K-theory of toric varieties revisited

TL;DR

This paper revisits the higher K-theory of toric varieties, presenting Totaro's unpublished results that connect homotopy K-theory with singular cohomology, and discusses implications for nil-groups of affine monoid rings.

Contribution

It provides a higher analog of the rational Chern character isomorphism for toric schemes and explores the structure of nil-groups in affine monoid rings.

Findings

Totaro's unpublished result links homotopy K-theory to singular cohomology.

Rational isomorphism between homotopy K-theory and K-theory of the ground ring for certain toric schemes.
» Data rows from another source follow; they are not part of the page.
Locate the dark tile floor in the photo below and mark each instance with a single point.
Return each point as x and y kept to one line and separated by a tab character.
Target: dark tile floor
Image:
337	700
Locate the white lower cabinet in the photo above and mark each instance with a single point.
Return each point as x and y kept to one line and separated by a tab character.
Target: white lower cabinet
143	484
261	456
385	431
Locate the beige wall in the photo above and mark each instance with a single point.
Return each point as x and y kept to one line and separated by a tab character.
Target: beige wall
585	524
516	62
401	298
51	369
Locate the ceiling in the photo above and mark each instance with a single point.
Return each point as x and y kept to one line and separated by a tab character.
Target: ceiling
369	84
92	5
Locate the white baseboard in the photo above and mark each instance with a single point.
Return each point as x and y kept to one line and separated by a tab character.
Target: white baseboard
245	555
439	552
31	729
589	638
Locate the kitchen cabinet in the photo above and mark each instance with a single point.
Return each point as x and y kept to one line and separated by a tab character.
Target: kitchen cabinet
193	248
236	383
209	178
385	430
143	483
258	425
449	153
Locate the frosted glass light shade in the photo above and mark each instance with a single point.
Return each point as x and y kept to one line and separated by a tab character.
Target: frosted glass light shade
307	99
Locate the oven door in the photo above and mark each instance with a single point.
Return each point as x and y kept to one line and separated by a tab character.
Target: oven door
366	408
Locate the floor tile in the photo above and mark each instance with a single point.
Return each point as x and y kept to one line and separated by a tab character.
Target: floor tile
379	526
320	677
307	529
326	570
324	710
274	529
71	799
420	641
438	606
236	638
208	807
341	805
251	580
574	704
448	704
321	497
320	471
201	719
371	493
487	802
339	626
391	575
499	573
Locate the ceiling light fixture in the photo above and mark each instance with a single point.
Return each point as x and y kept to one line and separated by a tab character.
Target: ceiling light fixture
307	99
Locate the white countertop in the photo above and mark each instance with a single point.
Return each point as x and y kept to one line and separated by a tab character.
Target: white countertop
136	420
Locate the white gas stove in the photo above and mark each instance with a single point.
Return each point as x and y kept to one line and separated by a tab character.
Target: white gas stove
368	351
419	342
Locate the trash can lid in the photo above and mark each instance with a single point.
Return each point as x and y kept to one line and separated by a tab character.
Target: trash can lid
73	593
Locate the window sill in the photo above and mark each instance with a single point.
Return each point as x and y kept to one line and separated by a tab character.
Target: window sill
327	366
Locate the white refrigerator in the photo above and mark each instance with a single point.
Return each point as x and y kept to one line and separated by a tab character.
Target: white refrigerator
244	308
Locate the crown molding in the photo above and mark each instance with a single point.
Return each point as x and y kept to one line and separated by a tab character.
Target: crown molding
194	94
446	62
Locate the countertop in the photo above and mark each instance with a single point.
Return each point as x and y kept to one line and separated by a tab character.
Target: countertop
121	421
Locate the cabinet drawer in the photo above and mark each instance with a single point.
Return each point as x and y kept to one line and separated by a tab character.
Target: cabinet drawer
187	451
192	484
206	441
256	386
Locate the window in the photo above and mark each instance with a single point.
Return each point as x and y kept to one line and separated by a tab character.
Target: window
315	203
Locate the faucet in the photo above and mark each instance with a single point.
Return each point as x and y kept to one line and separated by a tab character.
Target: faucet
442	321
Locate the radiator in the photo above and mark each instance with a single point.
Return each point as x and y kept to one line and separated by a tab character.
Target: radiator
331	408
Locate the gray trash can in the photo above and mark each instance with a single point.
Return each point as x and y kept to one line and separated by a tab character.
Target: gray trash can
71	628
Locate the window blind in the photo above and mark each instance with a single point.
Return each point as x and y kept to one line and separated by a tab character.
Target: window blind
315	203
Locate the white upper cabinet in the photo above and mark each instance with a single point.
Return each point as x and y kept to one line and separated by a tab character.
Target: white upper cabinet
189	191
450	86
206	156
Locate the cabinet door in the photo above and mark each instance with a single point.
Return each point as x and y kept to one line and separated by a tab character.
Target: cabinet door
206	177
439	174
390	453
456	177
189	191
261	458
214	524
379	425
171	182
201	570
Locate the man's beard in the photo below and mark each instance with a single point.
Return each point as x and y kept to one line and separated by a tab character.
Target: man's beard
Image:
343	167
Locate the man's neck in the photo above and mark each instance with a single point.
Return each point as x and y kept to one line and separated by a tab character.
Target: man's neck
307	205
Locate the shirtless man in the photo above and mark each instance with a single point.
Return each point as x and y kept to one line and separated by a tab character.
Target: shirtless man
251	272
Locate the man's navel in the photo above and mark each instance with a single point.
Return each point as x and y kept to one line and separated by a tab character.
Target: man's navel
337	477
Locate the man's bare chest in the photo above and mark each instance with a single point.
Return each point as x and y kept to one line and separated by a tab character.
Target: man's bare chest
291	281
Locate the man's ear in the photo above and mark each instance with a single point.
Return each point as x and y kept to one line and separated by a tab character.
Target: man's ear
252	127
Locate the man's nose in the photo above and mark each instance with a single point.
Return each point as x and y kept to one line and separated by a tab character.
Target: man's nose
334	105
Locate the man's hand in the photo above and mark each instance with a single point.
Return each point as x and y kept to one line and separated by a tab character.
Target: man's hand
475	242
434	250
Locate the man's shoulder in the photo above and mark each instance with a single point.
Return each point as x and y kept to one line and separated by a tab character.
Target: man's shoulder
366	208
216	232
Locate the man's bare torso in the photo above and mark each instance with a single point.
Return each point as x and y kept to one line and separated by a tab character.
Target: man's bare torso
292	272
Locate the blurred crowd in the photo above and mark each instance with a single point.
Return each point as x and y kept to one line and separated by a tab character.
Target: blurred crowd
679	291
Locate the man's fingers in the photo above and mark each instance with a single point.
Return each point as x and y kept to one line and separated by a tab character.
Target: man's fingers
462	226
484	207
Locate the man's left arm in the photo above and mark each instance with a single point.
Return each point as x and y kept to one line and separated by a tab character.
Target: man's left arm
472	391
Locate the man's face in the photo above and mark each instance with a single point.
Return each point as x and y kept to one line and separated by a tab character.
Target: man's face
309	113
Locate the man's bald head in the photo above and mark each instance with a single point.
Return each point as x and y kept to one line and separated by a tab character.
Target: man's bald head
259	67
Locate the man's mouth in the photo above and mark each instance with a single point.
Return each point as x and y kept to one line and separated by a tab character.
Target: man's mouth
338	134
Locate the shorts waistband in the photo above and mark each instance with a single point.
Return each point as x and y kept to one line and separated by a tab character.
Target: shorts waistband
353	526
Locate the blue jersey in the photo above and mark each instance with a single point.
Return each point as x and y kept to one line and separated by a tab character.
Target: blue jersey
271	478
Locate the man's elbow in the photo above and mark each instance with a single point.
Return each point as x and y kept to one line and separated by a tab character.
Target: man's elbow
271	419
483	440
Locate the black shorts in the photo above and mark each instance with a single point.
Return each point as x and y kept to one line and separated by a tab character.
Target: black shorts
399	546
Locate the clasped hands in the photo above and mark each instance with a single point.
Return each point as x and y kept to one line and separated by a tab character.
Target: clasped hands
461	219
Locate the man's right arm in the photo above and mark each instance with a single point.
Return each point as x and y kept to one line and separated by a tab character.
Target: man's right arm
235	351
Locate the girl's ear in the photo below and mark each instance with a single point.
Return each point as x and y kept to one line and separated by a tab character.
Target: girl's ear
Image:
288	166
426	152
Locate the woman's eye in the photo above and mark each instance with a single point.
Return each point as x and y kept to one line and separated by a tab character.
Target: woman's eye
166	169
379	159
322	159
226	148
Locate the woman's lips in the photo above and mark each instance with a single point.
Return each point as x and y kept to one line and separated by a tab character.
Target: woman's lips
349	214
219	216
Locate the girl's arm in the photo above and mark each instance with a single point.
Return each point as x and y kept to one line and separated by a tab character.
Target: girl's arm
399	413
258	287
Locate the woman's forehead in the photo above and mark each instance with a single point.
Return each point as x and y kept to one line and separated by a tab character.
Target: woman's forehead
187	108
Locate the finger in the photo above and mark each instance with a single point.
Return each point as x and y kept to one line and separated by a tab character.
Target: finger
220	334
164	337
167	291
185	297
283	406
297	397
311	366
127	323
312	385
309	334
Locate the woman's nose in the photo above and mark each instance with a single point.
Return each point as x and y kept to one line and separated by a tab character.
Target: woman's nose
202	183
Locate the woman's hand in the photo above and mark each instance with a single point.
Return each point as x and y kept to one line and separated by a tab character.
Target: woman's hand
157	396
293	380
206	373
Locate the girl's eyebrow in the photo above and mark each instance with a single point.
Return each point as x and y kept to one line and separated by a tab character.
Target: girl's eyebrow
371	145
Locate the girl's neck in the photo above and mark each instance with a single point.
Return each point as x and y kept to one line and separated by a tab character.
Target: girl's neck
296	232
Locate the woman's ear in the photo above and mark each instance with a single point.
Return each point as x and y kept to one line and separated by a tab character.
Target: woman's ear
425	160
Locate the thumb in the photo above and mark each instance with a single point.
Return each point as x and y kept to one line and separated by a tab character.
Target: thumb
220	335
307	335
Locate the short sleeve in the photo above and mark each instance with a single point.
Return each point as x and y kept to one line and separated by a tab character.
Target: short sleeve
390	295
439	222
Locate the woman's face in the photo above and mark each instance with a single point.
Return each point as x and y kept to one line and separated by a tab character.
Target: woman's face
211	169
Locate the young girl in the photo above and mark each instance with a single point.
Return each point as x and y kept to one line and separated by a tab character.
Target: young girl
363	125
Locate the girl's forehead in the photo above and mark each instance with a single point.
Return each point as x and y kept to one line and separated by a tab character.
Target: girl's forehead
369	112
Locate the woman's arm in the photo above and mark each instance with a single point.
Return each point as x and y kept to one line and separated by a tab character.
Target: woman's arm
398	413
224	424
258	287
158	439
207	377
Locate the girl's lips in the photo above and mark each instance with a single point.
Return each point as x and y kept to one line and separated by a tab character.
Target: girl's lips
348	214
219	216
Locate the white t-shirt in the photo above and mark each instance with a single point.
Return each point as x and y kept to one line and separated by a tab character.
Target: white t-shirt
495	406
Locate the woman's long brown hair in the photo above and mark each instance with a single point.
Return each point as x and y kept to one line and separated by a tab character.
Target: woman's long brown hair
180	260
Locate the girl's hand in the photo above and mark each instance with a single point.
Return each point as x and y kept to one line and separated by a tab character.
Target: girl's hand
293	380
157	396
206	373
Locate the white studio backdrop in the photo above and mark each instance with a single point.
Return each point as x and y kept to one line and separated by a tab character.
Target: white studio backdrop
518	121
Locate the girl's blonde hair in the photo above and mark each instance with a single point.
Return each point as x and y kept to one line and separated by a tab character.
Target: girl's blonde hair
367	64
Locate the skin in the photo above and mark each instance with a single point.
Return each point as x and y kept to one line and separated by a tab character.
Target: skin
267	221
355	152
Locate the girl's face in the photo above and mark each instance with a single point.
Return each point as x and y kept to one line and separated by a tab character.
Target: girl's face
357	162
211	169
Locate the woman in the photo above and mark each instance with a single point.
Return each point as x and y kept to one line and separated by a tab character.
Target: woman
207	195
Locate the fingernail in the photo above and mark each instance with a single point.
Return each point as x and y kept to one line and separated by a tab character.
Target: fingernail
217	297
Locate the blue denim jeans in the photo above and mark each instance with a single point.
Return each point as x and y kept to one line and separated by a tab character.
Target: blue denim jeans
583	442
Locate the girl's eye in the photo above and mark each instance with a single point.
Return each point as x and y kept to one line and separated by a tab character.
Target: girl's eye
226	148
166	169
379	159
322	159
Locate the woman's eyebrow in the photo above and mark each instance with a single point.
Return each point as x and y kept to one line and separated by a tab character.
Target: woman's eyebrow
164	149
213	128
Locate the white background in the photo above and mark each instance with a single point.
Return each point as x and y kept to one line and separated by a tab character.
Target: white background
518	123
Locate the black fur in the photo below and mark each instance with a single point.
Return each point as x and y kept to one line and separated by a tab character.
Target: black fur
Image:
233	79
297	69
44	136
Conjecture on nil-groups of affine monoid rings extending nilpotence property.

Abstract

After surveying higher K-theory of toric varieties, we present Totaro's old (c. 1997) unpublished result on expressing the corresponding homotopy theory via singular cohomology. It is a higher analog of the rational Chern character isomorphism for general toric schemes. In the special case of a projective simplicial toric scheme over a regular ring one obtains a rational isomorphism between the homotopy K-theory and the direct sum of m copies of the K-theory of the ground ring, m being the number of maximal cones in the underlying fan. Apart from its independent interest, in retrospect, Totaro's observations motivated some (old) and complement several other (very recent) results. We conclude with a conjecture on the nil-groups of affine monoid rings, extending the nilpotence property. The conjecture holds true for K_0.